Pandemi duyuru edilen tüm dünyada koronavirüs için bilgi ve dataların artmasıyla aşı çalışmaları da hızlandı. Bu yıl sonundan umutlu olduklarını belirten Sıhhat Bakanlığı Bilim Şurası Üyesi ve Çukurova Üniversitesi Tıp Fakültesi Balcalı Hastanesi Enfeksiyon Hastalıkları Ana Bilim Kısmı Lideri Prof. Dr. Yeşim Taşova, asıl değerli olan kararın aşı içindeki antikorların insanı ne kadar müddette ve ne düzeyde koruduğuna yönelik sonuçlar olduğunu vurguladı.
‘İKİNCİ DALGA EYLÜL’DE BEKLENİYOR’
Eylül ayı üzere ikinci dalganın beklendiğine işaret eden Taşova, “İkinci dalga, olayların artmasıyla olacak. Eylül-Ekim ve ondan sonrasında da bekliyoruz. Bilhassa korunma prosedürlerinin toplumsal aralık, maske, el hijyeni üzere bu tedbirlerle yaşamayı öğrenmemiz gerekiyor. Bunlar ne kadar aksarsa o dalganın piki de en üst düzeye çıkışı da o kadar fazla olacaktır. Şu an dalgalanmalar halinde gidiyoruz. Bir artıyor, bir azalıyor. Büsbütün denetim tedbirlerinin sıkılığıyla ve şahısların kendilerini müdafaasıyla alakalı olarak gidiyor” diye konuştu.
VAKTE GEREKSINIM VAR
Aşıdaki antikorun oluşup, esirgeyici düzeye ulaşıp ulaşmadığı, bunun ne kadar sürdüğü ve ne sıklıkla uygulanması üzere mevzularda çalışmaların sürdüğünü, fakat bunun için vakte muhtaçlık olduğunu lisana getiren Taşova, “Aşı için birinci başlarda 18-24 ay üzere bir mühlet diyorduk. O mühletin giderek artık daha da kısaldığını görüyoruz. Bu olağan ki enfeksiyonun ve pandeminin aciliyetinden kaynaklanıyor. Lakin ben aşıdan ümitliyim” dedi.

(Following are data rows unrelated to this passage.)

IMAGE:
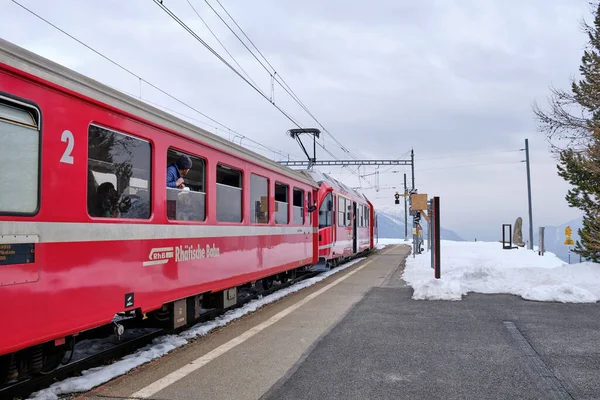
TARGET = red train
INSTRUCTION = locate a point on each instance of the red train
(100, 214)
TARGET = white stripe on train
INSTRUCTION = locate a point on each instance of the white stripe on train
(63, 232)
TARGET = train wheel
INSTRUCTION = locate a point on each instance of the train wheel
(267, 283)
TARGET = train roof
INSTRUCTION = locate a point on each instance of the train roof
(321, 177)
(22, 59)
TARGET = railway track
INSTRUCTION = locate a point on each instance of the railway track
(25, 387)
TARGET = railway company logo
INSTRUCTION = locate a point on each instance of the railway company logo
(162, 255)
(187, 253)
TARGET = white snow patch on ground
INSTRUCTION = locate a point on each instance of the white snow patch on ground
(162, 345)
(484, 267)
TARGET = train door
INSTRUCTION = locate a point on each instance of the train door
(354, 229)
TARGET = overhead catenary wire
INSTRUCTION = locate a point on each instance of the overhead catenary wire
(199, 39)
(146, 81)
(222, 45)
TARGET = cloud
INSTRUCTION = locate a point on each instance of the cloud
(443, 77)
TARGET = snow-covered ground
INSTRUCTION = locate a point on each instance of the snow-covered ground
(484, 267)
(162, 345)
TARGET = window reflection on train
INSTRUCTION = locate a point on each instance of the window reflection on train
(118, 175)
(188, 204)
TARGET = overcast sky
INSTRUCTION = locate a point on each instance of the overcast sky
(452, 79)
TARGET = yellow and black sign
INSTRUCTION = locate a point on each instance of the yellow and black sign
(568, 240)
(11, 254)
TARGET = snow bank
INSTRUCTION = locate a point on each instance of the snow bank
(162, 345)
(484, 267)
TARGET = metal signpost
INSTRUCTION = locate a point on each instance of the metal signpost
(568, 241)
(437, 238)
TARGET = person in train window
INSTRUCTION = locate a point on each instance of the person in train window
(176, 172)
(109, 205)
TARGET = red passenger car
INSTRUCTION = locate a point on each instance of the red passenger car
(89, 228)
(345, 221)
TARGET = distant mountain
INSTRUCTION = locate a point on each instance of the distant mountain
(391, 225)
(554, 239)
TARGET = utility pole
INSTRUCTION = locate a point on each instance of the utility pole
(529, 194)
(405, 210)
(412, 167)
(414, 224)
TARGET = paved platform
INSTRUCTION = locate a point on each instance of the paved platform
(232, 368)
(358, 335)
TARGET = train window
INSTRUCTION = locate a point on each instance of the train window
(309, 205)
(341, 211)
(229, 194)
(188, 202)
(259, 199)
(19, 158)
(298, 207)
(281, 203)
(359, 217)
(326, 212)
(119, 184)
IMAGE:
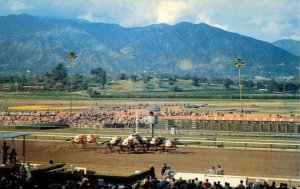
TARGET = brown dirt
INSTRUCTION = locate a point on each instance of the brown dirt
(263, 163)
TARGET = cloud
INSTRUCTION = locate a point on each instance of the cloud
(17, 6)
(169, 11)
(267, 20)
(203, 18)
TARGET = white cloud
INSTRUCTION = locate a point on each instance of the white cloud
(169, 11)
(203, 18)
(267, 20)
(17, 6)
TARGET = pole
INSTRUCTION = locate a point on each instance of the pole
(71, 101)
(152, 128)
(136, 124)
(241, 104)
(24, 149)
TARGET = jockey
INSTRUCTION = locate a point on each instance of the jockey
(78, 138)
(91, 138)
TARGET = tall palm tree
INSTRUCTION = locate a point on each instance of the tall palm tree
(240, 63)
(71, 58)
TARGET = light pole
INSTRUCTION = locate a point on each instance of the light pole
(240, 63)
(71, 58)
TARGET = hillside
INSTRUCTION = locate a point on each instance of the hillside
(37, 44)
(289, 45)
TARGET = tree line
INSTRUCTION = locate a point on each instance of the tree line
(60, 79)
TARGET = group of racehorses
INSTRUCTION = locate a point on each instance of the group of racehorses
(131, 143)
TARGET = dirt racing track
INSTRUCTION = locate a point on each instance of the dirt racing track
(256, 163)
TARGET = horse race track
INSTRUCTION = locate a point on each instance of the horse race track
(263, 163)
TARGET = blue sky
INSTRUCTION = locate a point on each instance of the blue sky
(267, 20)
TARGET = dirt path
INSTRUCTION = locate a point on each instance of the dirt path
(262, 163)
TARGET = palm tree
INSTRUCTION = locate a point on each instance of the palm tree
(71, 58)
(240, 63)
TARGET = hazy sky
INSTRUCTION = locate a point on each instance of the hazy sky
(267, 20)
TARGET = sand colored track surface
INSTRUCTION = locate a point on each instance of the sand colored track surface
(263, 163)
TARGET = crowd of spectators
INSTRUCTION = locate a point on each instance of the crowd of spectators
(18, 180)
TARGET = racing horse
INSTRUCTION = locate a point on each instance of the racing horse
(132, 143)
(91, 139)
(113, 142)
(153, 142)
(78, 139)
(169, 143)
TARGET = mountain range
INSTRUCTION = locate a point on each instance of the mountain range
(290, 45)
(38, 44)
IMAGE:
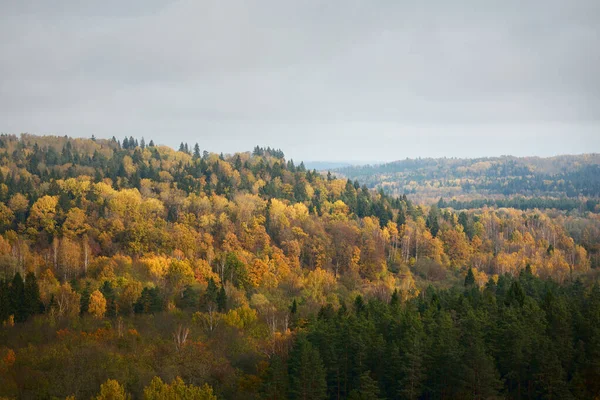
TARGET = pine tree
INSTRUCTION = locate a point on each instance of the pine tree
(368, 389)
(306, 372)
(33, 303)
(17, 298)
(470, 278)
(222, 300)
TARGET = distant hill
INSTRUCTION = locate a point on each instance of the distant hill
(331, 165)
(430, 178)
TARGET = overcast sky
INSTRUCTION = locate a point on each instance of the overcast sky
(323, 80)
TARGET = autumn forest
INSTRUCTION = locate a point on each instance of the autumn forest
(133, 270)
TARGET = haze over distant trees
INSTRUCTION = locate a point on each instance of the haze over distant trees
(129, 269)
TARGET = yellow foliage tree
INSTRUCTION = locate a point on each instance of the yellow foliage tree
(97, 305)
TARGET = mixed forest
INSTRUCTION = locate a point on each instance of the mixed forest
(564, 182)
(134, 270)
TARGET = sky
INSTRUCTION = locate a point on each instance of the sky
(331, 80)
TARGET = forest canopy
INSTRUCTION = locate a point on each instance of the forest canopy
(132, 269)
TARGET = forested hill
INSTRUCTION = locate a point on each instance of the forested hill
(561, 176)
(132, 268)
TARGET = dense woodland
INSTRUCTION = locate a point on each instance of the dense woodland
(129, 269)
(543, 179)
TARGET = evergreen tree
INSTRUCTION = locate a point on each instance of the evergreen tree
(470, 278)
(222, 300)
(33, 303)
(306, 372)
(17, 298)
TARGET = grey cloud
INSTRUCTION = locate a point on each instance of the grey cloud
(321, 79)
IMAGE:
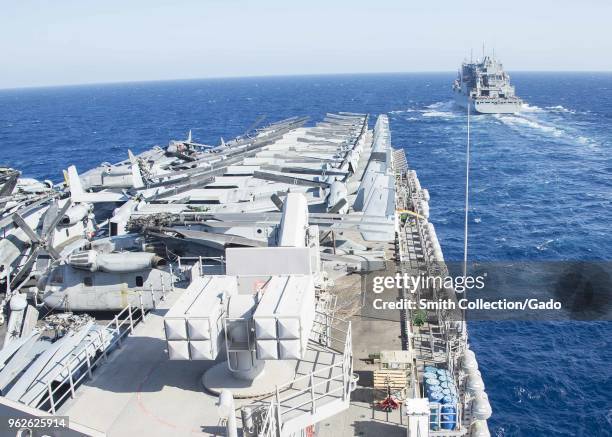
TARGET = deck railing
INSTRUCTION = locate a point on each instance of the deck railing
(82, 365)
(337, 384)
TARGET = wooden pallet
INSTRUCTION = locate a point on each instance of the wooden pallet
(394, 378)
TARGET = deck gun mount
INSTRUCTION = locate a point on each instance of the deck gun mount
(261, 312)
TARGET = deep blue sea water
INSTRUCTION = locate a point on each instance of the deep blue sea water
(541, 190)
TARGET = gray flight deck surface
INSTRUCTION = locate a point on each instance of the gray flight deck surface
(355, 210)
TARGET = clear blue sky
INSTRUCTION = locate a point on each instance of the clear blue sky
(54, 42)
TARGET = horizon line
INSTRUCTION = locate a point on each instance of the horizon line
(265, 76)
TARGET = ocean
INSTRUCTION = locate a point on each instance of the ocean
(541, 190)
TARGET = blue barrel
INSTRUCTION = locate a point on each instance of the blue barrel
(447, 384)
(432, 385)
(434, 417)
(430, 375)
(449, 412)
(432, 381)
(429, 389)
(435, 396)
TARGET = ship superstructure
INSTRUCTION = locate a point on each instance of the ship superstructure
(237, 275)
(485, 86)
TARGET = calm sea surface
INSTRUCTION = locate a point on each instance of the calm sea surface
(541, 191)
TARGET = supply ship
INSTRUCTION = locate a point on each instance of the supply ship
(199, 289)
(485, 86)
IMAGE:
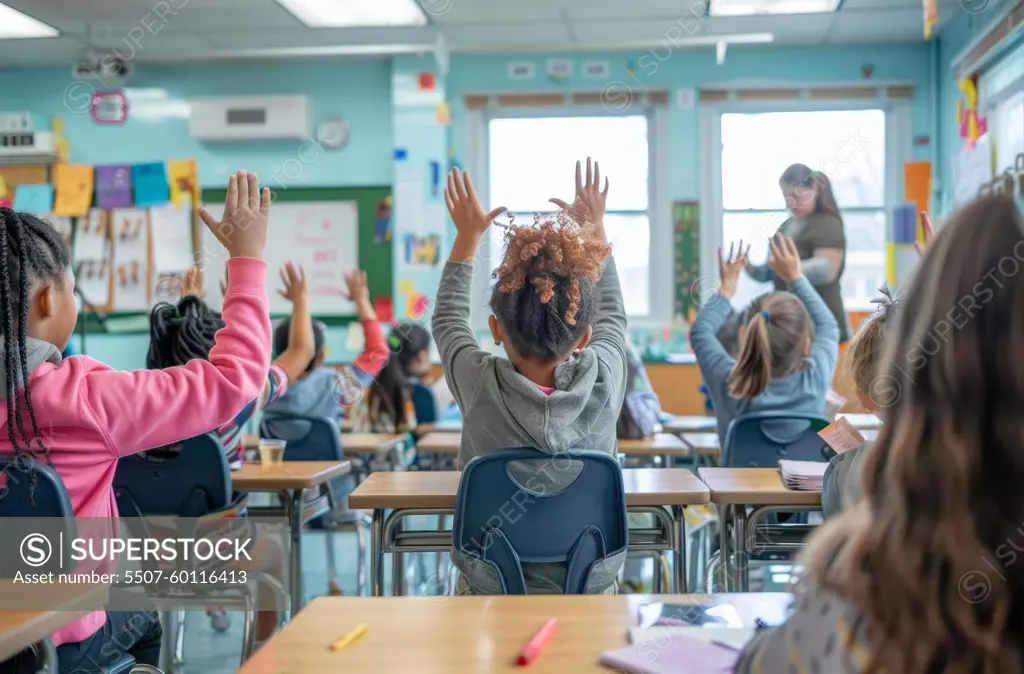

‘KİTLE AŞILAMASI ŞIMDI UZAK’
Aşı çalışmalarının sürat kazandığını fakat kitle olarak aşılamanın şimdi uzak olduğunu söyleyen Taşova, şöyle konuştu:
“İlk başlarda daha virüsü ve özellikleri bilmiyorduk. Çok az bilgimiz vardı. Artık nerdeyse tüm dünyada bütün araştırmalar buna yöneldi. Hasebiyle virüsle ilgili bilgilerimiz ve datalarımız çok arttı. Bütün bunların en değerli kısmı aşı çalışmalarının daha süratli ilerlemesine yol açıyor. Bir de hasta olan beşerler arttı. Aşı çalışmalarında olmazsa olmazlardan biri de bu. Münasebetiyle onlardan alınacak bilgilerimiz arttı. En iyi ihtimalle bu yılın sonu aşı ile ilgili iyi haberler olacak. İnsanlara denenmeye başlandı. Onların sonuçları olacak. Tekrar bilgilerimiz olacak. Kitle olarak aşılama ne vakit başlar o biraz daha uzak.”
AŞI KAÇ DEFA TEKRARLANACAK?
Aşının gelmesinin akabinde en kıymetli noktanın koruyuculuk düzeyi ve müddeti olduğunun altını çizen Prof. Dr. Yeşim Taşova, “İlk çalışmalarda kimi virüsün beden yapılarına karşı oluşan antikorların 3 ay en fazla dayandığını gösteriyordu. Sonra düzeyleri iniyordu. Hala o çalışmaların devamını bekliyoruz. Koruyuculuk uzun sürmezse buradaki en büyük sorun aşı bulunsa da aşıyı biz tekrar tekrar mı yapacağız, o aşıyı iki yıla bir mi yapacağız yoksa nasıl devam edecek onun kararı değerli. Bütün bunlar bağışıklık sistemindeki en değerli belirteçlerden olan antikor düzeyinin ne kadar müddette hami düzeyin altına inmesiyle alakalı” dedi.